Rondje Sneek, IJlst en Sloten

maandag, 31 mei 2021

Geplaatst door Joyce van der Lee op 2 juni, 2021

Sneek, IJlst en Sloten of beter gezegd Snits, Drylts en Sleat. Ik breek bijna m’n bek erover wanneer ik mijn best doe om het uit te spreken. Het zijn de 2e, 3e en 4e plaats van de Elfstedentocht.

Met “Ons Motje” doen we Sneek aan. Niet zo’n onbekende plaats voor ons. Al eerder mochten wij meerdere keren overnachten bij de Jachthaven/Camping “De Domp” wanneer we de familie weer eens opzochten om oude verhalen dan wel koeien uit de sloot te halen. Dit laatste met een knipoog, want ja de Jansens die zijn me d’r eentje hoor. Ook daar zou ik een boek over kunnen schrijven.

Sneek, een mooi en bruisend stadje gelegen aan de Elfstedenroute, maar ook bekend om zijn Sneekweek. Ieder jaar gehouden vanaf het eerste weekend van augustus. Het is geen augustus, maar toch houden wij onze eigen sneekweek. De plek op de camping is goed en het weer wordt alleen maar beter.

Het terrasje dat we pakken is verscholen onder een paar grote parasols. Onze vrouwelijke bediende, Joëlle, doet haar werk goed. Terwijl wij eigenlijk voor een bakkie cappuccino komen, gaan wij met die cappuccino, appelgebak én nog een borrelplank even later weer weg. Zij is goed in haar werk en wij? Wij zijn een stel losers, die de lunchkaart zoals gewoonlijk weer eens niet kunnen weerstaan.
Lang leve de lockdown van de horeca. Oh, wat hielden wij afgelopen jaar toch een hoop geld in onze zakken.

Het voornemen om vanuit Sneek de 3e en 4e Elfstedenplaats per fiets te bezoeken blijkt een goede zet met dit warme weer. Ondanks mijn zweetmuts en Ben zijn slaapballen was het goed te doen. Weliswaar met een hoognodig rustmoment op het pittoreske terras in stadje Sloten om alles van ons lichaam weer even in de oude staat terug te laten te komen.

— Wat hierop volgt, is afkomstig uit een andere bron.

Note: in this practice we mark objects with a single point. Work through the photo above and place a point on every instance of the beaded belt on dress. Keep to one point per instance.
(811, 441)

Ondanks dat het “Houtstadje” IJlst zo doorgefietst was en ons niets nieuws bracht, zo mooi is Sloten. We laten onze fietsen na de break even staan en maken een korte wandeling door het dorp. Eigenlijk een wandeling óm het dorp en die is altijd klein. Het mag dan klein zijn, het is er niet minder mooi door. Wie er even voor stil wil staan, ziet de mooie huisjes met z’n nog mooiere gevels, de vaart, de molen en bemerkt de rust die het dorp uitstraalt.

En wij, wij fietsen weer verder. Door de uitgestrekte landerijen en velden. Verder door al die kleine stadjes en dorpjes. Met die bijzondere namen. Met die Friese vertalingen. En leren we ook dat het Nederlandse Sloten, dus het Friese Sleat zoals het naambord aangeeft, niet uitgesproken wordt als “Slet” maar met “Sleet”. En een spraakverwarring snel gemaakt kan zijn. Wat één lettertje al niet kan doen in een ander land.